I retaliated, “Well, I will know by the end of the night.” Later on in the day, I attended the JP Stevens Band’s Jazz Festival, where many high school jazz bands performed and showcased their talents. The JP Top Jazz Band opened the program for the night with Maynard Ferguson’s version of the bebop standard “Four.” The band then created a more mellow atmosphere by performing a ballad called “Now Playing” by Bob Florence, serenading the audience with the melodious sounds of the flugelhorn played by senior Bryan Lin. The third piece the band performed, appropriately named “Groovin’ High,” enraptured the audience with its unique rhythms. Solos colored each one of the pieces, adding character to the works and exemplifying the jazz tradition.
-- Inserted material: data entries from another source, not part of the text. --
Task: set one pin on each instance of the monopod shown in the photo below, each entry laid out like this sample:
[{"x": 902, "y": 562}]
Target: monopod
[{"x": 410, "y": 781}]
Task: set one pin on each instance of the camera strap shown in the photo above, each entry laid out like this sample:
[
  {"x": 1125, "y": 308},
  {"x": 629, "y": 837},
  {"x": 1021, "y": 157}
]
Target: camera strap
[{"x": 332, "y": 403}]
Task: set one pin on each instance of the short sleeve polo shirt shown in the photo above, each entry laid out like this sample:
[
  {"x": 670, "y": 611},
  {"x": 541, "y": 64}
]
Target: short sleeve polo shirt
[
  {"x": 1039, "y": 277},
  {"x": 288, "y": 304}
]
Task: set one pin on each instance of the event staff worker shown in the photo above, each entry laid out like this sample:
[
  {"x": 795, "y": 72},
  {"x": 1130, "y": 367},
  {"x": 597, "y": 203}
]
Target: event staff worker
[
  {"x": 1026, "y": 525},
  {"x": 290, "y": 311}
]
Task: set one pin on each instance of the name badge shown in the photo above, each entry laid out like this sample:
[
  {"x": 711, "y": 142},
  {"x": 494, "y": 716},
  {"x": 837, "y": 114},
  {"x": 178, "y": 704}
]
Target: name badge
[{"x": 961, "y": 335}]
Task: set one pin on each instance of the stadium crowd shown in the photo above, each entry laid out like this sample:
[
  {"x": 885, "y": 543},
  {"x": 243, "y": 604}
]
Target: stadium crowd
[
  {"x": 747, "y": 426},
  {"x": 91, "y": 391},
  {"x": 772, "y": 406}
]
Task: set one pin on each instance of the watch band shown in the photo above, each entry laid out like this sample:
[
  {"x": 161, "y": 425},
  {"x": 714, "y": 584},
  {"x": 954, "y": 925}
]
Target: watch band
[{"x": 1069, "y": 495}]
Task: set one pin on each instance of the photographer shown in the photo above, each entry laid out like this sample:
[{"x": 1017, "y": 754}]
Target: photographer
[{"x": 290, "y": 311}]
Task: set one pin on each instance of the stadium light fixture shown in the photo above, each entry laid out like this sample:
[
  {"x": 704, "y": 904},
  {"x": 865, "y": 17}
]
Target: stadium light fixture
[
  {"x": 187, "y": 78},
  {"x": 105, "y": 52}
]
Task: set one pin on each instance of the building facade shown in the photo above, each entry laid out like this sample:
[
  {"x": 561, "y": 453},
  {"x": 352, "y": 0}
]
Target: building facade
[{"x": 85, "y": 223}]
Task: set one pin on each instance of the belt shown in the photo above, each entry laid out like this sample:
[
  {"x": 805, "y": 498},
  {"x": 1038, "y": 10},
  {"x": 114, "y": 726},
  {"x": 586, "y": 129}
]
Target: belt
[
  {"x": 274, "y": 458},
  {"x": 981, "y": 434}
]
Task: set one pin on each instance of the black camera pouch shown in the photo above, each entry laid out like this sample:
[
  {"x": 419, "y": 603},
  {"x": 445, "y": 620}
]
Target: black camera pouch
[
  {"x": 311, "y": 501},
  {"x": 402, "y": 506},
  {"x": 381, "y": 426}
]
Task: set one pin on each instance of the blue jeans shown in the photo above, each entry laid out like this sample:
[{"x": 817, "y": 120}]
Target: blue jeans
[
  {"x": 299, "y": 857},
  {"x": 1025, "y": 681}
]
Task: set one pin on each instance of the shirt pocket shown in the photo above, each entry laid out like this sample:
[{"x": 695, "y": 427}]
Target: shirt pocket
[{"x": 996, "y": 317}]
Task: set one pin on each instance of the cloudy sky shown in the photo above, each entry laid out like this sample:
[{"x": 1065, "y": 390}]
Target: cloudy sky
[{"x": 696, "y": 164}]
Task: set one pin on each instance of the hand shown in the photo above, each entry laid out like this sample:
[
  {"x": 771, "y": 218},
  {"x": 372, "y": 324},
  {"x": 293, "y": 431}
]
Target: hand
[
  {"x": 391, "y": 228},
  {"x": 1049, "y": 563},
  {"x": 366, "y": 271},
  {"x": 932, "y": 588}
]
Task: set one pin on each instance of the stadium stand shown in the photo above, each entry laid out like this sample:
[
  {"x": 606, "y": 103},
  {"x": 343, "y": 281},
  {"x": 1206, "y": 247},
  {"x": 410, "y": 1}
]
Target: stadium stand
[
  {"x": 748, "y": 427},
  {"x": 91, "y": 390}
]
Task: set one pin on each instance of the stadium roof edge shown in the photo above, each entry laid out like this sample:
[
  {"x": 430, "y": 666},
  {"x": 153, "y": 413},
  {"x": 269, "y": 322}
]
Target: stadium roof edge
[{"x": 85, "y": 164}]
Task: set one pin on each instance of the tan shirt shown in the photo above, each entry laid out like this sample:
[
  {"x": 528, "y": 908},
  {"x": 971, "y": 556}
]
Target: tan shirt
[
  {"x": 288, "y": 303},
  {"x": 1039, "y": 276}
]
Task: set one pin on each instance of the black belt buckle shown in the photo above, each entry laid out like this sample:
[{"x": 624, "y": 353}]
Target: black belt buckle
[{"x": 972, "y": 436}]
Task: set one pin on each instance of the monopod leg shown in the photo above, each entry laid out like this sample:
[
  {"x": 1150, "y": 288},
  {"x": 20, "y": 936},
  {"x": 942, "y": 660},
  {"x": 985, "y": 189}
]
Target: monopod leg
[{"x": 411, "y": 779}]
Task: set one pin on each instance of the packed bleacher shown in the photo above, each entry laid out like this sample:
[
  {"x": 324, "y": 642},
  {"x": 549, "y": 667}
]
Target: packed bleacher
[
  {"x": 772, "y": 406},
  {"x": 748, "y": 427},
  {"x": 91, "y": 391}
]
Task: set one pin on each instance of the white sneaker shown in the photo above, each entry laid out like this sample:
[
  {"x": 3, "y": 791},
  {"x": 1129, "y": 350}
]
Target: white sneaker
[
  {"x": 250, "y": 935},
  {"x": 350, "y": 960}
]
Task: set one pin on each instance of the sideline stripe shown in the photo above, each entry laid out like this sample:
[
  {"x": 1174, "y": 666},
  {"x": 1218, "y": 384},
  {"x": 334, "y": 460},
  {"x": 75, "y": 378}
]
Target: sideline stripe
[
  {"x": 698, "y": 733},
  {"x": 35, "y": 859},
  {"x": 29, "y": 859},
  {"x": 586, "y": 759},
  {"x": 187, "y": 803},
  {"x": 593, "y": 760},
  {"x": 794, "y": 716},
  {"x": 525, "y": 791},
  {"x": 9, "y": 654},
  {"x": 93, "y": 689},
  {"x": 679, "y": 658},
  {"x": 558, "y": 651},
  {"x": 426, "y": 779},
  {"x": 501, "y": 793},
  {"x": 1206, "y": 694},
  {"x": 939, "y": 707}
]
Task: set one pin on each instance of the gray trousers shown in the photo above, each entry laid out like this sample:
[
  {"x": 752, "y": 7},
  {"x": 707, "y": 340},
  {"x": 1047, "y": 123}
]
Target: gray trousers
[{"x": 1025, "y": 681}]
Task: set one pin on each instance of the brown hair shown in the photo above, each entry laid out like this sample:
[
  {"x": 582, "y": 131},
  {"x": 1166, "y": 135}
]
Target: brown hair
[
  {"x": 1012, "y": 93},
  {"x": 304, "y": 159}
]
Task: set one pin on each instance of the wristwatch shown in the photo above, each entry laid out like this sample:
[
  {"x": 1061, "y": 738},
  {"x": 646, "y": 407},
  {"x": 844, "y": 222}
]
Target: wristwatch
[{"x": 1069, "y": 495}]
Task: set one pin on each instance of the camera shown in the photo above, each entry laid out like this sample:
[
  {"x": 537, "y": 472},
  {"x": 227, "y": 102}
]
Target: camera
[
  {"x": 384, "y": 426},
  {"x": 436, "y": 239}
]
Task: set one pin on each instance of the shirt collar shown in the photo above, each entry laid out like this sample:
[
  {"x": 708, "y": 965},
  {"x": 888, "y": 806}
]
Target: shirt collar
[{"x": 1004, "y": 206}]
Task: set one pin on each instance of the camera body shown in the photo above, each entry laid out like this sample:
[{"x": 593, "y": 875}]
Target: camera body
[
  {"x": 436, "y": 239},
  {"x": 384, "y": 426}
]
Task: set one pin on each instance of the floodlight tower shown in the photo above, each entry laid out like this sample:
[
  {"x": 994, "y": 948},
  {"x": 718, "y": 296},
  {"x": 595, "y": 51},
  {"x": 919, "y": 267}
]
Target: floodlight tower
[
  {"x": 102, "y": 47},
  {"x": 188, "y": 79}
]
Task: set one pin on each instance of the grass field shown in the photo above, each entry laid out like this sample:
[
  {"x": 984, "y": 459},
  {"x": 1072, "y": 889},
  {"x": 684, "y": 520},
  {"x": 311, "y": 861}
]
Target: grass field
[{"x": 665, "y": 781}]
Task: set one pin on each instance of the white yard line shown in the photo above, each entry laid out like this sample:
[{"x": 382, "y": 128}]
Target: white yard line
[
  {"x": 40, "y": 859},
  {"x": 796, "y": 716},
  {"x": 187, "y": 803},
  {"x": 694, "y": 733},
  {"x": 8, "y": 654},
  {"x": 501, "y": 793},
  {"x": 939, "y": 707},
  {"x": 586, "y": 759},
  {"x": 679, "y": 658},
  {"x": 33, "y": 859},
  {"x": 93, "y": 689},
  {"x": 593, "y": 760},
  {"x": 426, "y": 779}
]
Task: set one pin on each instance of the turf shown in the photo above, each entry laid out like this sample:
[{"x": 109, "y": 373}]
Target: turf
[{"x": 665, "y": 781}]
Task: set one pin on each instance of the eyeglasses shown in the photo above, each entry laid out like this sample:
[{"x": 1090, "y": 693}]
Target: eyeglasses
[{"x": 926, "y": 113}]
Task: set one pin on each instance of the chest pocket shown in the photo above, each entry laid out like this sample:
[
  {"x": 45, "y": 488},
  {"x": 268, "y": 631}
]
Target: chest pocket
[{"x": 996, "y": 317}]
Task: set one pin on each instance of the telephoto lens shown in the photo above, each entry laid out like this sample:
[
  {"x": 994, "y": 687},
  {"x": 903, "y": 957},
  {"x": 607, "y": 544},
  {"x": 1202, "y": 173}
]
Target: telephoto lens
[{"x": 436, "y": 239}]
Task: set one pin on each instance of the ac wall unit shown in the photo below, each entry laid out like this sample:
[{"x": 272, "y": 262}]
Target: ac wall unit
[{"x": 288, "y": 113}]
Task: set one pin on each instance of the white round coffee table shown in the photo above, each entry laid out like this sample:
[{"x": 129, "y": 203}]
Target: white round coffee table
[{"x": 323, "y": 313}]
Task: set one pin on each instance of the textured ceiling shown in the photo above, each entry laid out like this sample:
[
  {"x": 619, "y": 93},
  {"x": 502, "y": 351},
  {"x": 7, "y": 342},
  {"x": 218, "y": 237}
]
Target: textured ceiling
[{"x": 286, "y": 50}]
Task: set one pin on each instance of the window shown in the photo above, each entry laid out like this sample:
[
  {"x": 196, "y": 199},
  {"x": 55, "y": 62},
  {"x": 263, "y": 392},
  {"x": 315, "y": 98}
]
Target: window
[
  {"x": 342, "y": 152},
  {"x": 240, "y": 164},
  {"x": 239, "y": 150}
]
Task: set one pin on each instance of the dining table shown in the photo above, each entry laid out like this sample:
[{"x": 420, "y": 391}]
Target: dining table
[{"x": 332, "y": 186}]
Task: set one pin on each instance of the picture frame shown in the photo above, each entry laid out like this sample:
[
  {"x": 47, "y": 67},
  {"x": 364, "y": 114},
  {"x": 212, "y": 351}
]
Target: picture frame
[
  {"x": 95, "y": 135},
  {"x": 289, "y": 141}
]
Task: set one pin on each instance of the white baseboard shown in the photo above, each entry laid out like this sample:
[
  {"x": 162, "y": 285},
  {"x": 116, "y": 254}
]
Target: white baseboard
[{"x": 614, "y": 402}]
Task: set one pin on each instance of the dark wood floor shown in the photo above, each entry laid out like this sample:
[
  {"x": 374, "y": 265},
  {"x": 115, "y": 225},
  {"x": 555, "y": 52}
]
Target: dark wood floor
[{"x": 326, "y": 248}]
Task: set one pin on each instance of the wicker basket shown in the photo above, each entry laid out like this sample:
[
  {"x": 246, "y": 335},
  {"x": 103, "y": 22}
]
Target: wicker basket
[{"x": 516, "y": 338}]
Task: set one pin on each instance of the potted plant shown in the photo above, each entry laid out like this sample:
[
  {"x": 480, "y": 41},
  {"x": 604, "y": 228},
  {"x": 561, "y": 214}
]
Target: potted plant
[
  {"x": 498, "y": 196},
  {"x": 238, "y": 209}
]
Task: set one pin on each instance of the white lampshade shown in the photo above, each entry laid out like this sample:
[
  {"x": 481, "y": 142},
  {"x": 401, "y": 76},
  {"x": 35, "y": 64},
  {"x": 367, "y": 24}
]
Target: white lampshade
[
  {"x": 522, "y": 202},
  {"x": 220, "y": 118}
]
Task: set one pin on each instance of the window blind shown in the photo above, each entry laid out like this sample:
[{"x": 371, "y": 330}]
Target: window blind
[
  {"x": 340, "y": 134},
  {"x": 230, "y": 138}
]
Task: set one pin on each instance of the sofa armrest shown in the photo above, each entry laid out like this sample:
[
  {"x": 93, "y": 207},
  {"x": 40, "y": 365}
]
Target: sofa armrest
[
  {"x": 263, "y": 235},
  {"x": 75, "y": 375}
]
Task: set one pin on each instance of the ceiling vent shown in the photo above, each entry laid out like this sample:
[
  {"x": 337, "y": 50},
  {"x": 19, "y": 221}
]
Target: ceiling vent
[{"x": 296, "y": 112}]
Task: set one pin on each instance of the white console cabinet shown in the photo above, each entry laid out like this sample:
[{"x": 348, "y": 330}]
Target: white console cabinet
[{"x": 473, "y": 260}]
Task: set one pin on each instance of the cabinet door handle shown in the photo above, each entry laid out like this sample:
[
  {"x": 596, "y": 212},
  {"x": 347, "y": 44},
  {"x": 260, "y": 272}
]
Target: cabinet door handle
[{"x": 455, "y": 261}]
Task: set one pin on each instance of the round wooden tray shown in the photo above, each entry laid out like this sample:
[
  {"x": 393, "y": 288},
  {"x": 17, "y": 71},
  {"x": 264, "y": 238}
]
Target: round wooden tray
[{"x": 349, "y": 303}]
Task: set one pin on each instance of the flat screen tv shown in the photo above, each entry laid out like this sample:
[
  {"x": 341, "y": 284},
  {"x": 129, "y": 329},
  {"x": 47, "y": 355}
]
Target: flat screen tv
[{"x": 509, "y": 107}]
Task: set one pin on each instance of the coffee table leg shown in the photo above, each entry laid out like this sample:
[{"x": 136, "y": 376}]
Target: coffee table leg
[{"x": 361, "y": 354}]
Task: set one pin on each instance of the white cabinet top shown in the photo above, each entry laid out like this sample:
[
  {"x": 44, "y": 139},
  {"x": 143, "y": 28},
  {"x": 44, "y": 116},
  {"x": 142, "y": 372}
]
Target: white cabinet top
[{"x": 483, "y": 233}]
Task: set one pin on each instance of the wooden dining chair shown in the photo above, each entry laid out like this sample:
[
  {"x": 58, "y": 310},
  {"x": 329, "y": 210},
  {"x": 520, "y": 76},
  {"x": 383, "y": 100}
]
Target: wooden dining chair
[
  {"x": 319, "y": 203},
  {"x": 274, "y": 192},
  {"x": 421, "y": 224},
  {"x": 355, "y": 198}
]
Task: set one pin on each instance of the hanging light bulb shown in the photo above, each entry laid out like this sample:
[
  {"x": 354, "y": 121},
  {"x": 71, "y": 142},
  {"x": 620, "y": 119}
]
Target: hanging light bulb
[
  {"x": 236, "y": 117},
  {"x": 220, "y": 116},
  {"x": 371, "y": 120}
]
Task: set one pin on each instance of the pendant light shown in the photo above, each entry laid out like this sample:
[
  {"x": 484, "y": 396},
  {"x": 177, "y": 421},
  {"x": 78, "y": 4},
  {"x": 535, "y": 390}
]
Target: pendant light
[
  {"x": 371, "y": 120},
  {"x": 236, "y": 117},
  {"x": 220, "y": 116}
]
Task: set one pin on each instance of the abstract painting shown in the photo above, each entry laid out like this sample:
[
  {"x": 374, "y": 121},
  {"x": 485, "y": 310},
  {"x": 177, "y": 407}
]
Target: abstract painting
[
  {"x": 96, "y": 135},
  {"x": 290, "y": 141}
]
The music was especially significant to Bryan, a member of Top Jazz. He said, “Jazz is the fuel that gets me through the stress of high school. When I play jazz music, I relax, forget all my worries, and just have fun.” These talented students weren’t just robotically playing their sheet music. Rather, the music was within them; the music they played, pure and unadulterated, was in their hearts.
The excitement of the audience escalated with the performance of Al Chez and the Brothers of Funk, who played with a great deal of energy and musicality. Years ago, Al Cheznovitz walked the halls of JP and studied under Mr. DeNicola. After high school, he continued his studies in music, primarily focusing on the trumpet and flugelhorn, and toured with Jon Bon Jovi, the Rolling Stones, Maynard Ferguson, and other greats. He was also part of the CBS Orchestra on the Late Show with David Letterman. In 2008, Al Chez formed his own band, the Brothers of Funk, that fuses rock, funk, and jazz in its music. A member of Top Jazz, senior Poonam Gupta, recounted, “The JP Jazz festivals have always been the experience of a lifetime, and this year was no different. Though my ears are still ringing, Al Chez was truly an inspiration to listen to.”
Al Chez seemed almost divine as he passionately played a lick of high notes and simultaneously conducted the Brothers of Funk.
It was one thing to hear the band, but another to see it perform. Everyone felt the music; listeners tapped their feet, bobbed their heads, and smiled from under their mouthpieces. Every song contained a new emotion, a new story. The audience was enraptured; some students even used their phones as miniature glow sticks as they swayed with the beat.
Al Chez concluded the night by inviting the entire JP Top Jazz Band and a select few jazz members from other high school jazz bands onstage. In this final number, many students had the privilege of debuting their ability to “improv.” Senior Justin Jones, a Top Jazz saxophone player, reminisced, “Playing with Al Chez was unforgettable—he is an inspiration to all future musicians, including myself.”
I wanted the night to continue; I wanted to hear the roar of the saxophone, the runs on the piano, the majestic trumpet. I returned home wanting to know more about jazz, so I began researching great jazz artists and pieces.